On top of all of that, you will need to somehow load the entry points in your program, which depends on your OS/window system and is beyond the scope of OpenGL(R). For beginners I would suggest using GLEW. (Also, you need an OpenGL(R) context and some rendering surface, also beyond the scope of OpenGL(R)).

What’s the point of some IDE bundled with, lets say GLEW and GLFW? Packaging every possible GPU driver with the IDE and implementing a mechanism that detects the right one in addition would also be
quite an undertaking.

Other than that, there are AFAIK already IDEs and text editors with GLSL syntax highlighting.

Yours sincerely,

Goliath

Hi the missing Lib / summarizing Lib issue could be solved by a little tool which jsut like unix configure, checks / greps through the system if it has certain libs and could list the lib, its version and location and could be copied into a development folder.
Additionally, there was this OpenGL Pack for Netbeans for JOGL. It had all what a Beginner needs. runnign red book demos, a opengl friendly setup, some tools like GL capabilites or the GLSL Editor, etc, but most of all it had OpenGL Syntax Highlighting.
There are some GLSL shader editors outthere, but not a single OpenGL Syntax Highlighting Editor.
I personally think, in the year 2014, Khronos should…well…help Beginners in this. Without a good base for shipping around these hazardous pitfalls, its hard to follow up.

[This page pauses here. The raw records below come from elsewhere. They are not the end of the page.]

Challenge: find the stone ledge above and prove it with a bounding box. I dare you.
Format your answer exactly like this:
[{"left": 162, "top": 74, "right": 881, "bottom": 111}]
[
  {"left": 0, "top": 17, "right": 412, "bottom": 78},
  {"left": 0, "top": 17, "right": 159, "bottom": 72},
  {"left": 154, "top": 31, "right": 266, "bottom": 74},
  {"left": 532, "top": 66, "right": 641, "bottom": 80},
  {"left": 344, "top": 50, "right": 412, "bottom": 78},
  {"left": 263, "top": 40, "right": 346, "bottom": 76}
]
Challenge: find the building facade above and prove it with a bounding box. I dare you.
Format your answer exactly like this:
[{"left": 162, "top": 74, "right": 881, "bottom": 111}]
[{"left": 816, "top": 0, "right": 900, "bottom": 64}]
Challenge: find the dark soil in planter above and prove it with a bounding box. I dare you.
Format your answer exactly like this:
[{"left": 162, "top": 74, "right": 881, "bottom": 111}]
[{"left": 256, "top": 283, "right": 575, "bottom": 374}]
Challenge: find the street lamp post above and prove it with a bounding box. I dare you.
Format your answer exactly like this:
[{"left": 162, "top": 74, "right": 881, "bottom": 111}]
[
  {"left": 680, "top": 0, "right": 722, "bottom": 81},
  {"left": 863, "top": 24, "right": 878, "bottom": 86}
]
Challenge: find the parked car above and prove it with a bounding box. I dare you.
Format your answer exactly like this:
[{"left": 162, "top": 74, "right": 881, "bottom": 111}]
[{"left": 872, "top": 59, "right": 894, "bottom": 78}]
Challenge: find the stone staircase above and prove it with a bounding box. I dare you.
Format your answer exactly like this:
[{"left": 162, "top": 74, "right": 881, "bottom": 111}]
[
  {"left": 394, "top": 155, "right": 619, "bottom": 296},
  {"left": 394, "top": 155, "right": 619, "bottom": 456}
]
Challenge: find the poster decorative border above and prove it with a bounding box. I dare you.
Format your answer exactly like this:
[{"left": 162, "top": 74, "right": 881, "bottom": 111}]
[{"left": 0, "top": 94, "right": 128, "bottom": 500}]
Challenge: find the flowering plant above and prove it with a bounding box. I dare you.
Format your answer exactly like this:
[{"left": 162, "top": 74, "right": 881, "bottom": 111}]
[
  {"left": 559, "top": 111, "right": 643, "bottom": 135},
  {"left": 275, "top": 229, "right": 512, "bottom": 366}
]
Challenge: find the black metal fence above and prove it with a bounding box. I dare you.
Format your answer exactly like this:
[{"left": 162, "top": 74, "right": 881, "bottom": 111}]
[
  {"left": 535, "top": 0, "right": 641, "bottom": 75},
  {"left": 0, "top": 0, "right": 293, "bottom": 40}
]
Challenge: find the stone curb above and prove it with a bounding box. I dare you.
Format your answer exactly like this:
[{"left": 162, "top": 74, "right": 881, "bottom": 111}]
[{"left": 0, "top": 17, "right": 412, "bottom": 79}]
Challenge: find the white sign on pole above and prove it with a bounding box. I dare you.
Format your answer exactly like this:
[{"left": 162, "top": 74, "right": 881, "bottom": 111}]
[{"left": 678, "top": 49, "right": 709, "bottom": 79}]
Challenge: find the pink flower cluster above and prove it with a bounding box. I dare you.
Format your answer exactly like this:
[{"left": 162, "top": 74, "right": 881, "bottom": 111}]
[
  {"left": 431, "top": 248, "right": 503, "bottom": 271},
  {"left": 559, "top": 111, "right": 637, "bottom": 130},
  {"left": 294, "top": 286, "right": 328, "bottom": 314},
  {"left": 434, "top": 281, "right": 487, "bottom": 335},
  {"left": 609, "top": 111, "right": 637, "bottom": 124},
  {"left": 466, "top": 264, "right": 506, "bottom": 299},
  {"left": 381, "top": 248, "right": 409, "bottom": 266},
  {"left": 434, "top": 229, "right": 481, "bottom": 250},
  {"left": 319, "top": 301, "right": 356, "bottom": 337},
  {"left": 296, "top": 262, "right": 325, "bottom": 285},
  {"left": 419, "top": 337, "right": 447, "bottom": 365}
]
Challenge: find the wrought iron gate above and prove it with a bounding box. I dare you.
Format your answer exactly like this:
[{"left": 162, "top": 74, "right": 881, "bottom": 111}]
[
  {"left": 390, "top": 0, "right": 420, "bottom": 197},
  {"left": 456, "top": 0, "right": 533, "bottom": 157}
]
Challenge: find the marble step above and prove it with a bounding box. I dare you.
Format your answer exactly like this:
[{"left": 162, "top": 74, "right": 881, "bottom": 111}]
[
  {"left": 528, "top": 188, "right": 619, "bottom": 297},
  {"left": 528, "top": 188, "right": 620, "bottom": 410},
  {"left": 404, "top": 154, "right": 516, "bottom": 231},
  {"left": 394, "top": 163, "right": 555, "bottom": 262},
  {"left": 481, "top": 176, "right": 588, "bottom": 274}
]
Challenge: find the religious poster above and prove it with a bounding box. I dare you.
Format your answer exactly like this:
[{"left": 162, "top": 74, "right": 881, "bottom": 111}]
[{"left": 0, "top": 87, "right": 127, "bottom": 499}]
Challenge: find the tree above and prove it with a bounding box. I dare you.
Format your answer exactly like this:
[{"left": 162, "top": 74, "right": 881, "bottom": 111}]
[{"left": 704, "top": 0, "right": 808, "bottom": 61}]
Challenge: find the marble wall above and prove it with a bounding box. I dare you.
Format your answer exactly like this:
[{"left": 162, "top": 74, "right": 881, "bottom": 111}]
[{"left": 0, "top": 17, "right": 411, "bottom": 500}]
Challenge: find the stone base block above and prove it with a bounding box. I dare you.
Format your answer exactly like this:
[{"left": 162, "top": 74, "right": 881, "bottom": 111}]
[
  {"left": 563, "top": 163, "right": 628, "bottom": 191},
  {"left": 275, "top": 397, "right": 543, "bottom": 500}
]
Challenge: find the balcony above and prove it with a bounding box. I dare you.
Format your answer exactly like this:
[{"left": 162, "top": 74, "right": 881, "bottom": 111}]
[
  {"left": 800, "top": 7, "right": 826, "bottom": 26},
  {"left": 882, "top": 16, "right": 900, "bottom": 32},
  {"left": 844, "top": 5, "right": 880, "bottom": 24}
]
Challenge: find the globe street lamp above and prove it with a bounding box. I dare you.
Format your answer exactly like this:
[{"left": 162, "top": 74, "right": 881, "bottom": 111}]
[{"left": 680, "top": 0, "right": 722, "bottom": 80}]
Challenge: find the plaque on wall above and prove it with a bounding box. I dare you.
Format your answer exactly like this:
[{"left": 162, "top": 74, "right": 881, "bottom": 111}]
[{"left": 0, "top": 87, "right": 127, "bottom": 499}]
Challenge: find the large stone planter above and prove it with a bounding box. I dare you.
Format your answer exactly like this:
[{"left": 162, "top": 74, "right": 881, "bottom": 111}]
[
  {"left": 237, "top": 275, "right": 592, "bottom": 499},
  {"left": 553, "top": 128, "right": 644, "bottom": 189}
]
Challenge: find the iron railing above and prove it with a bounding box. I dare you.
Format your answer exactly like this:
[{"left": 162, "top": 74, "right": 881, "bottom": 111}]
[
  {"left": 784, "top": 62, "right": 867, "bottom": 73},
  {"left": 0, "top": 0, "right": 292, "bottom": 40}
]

And i even speak about opengl core, not even the new opengl 4.4 commands…
Regards,
Normen

There are already alot Eclipse Setups for PHP, C, C++. Why not C and Opengl, or c++ and opengl?

Simple: That would be the job of the Eclipse community - not the Khronos Group. Those guys have their hands full already and I guarantee, there are no human resources left at either Intel, AMD, NVIDIA, Quallcom or any other contributor to officially design, implement and maintain an Eclipse plugin.

Aside from that: OpenGL implementations are used just the same way any other library is used. Do you have a dedicated plugin to setup C++ with boost? Or C++ with TinyXML? All you need is to add the libs you need to the compiler settings - there is absolutely no need for such a tool. If you want to get started using OpenGL you can do so as soon as you know how to use any other library. Granted, you usually use a GL function loader like glLoadGen or GLEW, but the details are unimportant and the setup is very, very simple.

There are some GLSL shader editors outthere, but not a single OpenGL Syntax Highlighting Editor.

Also, not Khronos’ job. They are supposed to produce a good and reasonable spec that can be implemented well and offers the features we developers need and the features conforming hardware can provide. The implementation of the specs is then the matter of individual companies. Everything else is out of a GL/GLSL specifier’s/implementor’s scope.